Could someone explain how the Cover
column in the xgboost
R package is calculated in the xgb.model.dt.tree
function?
In the documentation it says that Cover "is a metric to measure the number of observations affected by the split".
When you run the following code, given in the xgboost
documentation for this function, Cover
for node 0 of tree 0 is 1628.2500.
data(agaricus.train, package='xgboost')
#Both dataset are list with two items, a sparse matrix and labels
#(labels = outcome column which will be learned).
#Each column of the sparse Matrix is a feature in one hot encoding format.
train <- agaricus.train
bst <- xgboost(data = train$data, label = train$label, max.depth = 2,
eta = 1, nthread = 2, nround = 2,objective = "binary:logistic")

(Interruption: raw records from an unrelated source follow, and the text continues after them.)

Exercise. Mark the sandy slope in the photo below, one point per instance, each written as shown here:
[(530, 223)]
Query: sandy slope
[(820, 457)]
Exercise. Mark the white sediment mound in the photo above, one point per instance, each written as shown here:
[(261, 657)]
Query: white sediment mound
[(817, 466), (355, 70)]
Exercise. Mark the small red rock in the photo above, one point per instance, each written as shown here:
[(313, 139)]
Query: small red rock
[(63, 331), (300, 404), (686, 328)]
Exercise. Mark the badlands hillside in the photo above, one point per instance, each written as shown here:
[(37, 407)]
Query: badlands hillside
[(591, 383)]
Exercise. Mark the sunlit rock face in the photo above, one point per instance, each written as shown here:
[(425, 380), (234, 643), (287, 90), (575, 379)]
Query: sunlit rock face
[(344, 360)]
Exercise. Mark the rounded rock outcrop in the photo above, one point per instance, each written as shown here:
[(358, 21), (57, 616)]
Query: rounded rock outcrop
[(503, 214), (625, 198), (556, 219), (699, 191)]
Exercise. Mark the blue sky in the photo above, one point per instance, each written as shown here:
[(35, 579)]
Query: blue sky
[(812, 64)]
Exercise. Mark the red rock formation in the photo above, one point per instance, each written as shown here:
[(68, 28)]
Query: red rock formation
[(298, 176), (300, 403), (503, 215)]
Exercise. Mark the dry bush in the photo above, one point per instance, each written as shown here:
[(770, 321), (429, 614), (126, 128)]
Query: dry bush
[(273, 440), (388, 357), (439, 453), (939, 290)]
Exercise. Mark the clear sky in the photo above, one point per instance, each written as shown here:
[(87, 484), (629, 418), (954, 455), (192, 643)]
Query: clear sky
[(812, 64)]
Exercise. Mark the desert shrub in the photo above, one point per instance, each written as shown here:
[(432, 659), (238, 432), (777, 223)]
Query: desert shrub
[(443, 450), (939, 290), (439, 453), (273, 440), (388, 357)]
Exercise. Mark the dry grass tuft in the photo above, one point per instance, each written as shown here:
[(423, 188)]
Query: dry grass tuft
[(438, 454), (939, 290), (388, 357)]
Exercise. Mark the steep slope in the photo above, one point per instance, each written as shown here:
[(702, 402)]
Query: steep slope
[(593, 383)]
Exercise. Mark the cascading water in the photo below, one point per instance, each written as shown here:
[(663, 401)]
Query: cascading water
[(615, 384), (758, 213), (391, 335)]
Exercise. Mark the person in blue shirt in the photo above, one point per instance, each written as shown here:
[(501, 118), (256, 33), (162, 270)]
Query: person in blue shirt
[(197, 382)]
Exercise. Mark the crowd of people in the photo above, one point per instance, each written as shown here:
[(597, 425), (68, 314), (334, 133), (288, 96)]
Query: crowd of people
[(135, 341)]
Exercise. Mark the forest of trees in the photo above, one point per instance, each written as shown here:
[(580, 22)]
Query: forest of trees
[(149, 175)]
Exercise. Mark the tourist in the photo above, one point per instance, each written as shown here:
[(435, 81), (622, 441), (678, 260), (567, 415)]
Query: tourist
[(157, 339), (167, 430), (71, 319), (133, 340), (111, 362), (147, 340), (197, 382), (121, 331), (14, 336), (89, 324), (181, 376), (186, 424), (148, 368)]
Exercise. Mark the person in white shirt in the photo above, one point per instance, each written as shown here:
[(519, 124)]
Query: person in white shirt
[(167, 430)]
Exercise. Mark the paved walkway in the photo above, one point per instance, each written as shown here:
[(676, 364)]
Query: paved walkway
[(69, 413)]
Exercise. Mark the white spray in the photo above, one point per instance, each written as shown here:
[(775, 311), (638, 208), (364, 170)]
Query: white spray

#agaricus.test$data@Dimnames[[2]] represents the column names of the sparse matrix.
xgb.model.dt.tree(agaricus.train$data@Dimnames[[2]], model = bst)
There are 6513 observations in the train dataset, so can anyone explain why Cover
for node 0 of tree 0 is a quarter of this number (1628.25)?
Also, Cover
for the node 1 of tree 1 is 788.852 - how is this number calculated?
Any help would be much appreciated. Thanks.